休憩時間にシルフィーを抱きしめていられる時間は幸福以外の何物でもない。
(あー。早く結婚したい。)
だからこそ、桜の木を見に来る為に城に来た公爵家を迎えに行った。迎えと言っても数分の距離だけど。
公爵家が来たのはすぐに分かった。薄ピンク色の天使がひょこひょこと歩いているのが目に入ったから。
……え、本当に天使なんじゃない?え、だって、今日これから見る桜の精と言われても納得するよ?え、寧ろそうなんじゃないの?

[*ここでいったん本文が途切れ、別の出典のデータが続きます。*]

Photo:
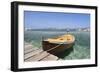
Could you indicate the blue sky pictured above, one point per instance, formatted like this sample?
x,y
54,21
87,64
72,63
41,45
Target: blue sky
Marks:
x,y
42,20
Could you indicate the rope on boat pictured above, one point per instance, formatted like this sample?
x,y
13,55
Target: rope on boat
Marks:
x,y
44,51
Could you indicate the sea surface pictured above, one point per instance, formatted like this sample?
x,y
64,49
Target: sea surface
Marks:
x,y
81,48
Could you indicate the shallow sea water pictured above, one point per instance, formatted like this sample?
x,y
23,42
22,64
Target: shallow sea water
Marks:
x,y
81,48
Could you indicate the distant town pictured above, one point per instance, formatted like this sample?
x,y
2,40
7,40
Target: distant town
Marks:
x,y
56,29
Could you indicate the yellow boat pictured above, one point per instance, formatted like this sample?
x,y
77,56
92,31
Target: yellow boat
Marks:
x,y
58,44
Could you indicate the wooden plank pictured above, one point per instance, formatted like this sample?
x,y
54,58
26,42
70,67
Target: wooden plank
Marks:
x,y
32,53
38,57
50,58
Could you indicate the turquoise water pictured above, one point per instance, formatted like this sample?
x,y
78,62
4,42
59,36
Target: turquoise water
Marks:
x,y
81,49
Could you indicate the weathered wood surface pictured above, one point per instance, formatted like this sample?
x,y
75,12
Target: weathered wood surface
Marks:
x,y
37,55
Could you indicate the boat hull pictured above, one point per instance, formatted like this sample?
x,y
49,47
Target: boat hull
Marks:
x,y
57,50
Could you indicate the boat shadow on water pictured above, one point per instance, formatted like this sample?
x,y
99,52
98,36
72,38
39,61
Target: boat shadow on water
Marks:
x,y
64,53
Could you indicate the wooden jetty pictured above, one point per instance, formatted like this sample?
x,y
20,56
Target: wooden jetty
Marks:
x,y
32,53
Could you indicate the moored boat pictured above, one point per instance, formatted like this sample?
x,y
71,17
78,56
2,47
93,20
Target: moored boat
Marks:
x,y
58,44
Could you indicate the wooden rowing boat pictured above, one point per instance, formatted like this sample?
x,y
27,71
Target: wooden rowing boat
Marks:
x,y
58,44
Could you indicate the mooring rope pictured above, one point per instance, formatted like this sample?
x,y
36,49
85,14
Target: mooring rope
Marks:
x,y
44,51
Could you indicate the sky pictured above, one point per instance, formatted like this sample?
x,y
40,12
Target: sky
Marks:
x,y
43,20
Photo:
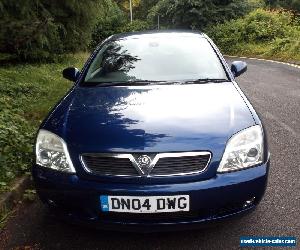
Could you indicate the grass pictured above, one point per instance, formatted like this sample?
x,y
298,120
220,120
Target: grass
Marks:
x,y
264,51
27,94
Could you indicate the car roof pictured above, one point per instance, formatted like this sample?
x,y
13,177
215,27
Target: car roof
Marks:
x,y
157,33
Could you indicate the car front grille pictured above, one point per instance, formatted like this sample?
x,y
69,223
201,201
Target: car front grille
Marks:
x,y
164,164
103,165
180,165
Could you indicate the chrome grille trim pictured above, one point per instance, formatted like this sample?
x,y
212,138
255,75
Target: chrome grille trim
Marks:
x,y
156,158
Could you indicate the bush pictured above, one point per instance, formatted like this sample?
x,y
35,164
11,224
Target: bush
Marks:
x,y
27,93
40,30
114,21
261,32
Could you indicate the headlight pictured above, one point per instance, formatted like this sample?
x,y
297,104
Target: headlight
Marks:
x,y
243,150
52,152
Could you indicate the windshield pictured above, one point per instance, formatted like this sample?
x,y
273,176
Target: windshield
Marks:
x,y
155,58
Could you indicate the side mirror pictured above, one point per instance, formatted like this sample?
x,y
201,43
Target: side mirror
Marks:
x,y
238,68
71,74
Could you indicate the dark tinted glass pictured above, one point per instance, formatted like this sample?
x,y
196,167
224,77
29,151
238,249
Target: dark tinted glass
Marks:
x,y
163,57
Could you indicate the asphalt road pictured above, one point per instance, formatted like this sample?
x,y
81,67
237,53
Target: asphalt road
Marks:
x,y
274,90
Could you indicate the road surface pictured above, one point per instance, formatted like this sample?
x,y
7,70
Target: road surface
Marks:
x,y
274,90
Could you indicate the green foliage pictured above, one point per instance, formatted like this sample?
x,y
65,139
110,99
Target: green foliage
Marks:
x,y
110,20
198,14
29,195
41,29
261,32
287,4
27,92
136,25
113,21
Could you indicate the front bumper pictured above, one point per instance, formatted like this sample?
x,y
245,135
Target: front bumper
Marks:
x,y
210,200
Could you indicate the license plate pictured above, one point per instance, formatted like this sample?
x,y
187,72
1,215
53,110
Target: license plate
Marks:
x,y
145,204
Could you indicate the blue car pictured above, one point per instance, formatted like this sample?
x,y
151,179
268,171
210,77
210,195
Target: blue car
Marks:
x,y
154,135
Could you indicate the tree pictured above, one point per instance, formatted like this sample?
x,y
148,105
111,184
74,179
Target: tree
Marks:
x,y
197,14
41,29
287,4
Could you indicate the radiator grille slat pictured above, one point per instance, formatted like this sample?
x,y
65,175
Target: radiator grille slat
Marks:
x,y
165,166
180,165
100,165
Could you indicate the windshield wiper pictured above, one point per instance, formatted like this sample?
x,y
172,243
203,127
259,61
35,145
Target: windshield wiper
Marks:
x,y
126,83
205,80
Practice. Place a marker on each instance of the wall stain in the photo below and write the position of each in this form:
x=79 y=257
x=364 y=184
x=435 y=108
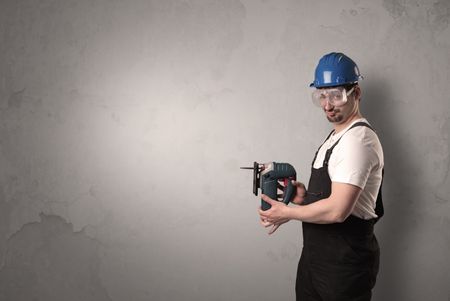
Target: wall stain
x=439 y=15
x=396 y=8
x=46 y=260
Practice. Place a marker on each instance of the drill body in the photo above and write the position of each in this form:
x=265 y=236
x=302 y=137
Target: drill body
x=269 y=176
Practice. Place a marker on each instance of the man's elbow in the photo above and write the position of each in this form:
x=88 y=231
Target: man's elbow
x=339 y=217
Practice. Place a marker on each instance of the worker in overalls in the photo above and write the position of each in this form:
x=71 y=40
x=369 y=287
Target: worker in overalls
x=338 y=210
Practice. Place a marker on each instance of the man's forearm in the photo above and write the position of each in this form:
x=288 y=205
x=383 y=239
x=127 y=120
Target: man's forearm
x=320 y=212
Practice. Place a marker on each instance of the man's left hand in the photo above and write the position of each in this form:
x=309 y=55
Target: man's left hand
x=275 y=216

私が手を広げた瞬間に「アル様――!!」って駆け寄ってくる姿なんてもう、可愛すぎる。私の中にいる悪魔が「調教は順調」と喜んでいるけれど、気にしない。今は天使が可愛すぎる事の方が重要。
「いらっしゃい」
「会いたかったです!」
いや、私の方が会いたかったよ。でも、公爵達の前だから張り合うのはやめておくね。そのままシルフィーを抱っこして進むと、シルフィーに止められる。でも、おろす気なんて全くない。
「アル様っ、歩けます!」
「だーめ。」
この間の文化祭で分かった事だ。双子とリシュハルトによると、シルフィーは男子生徒から沢山声をかけられたみたいだ。幸い、私の婚約者、双子の妹と分かると引いて貰えたみたいだが、これからは分からない。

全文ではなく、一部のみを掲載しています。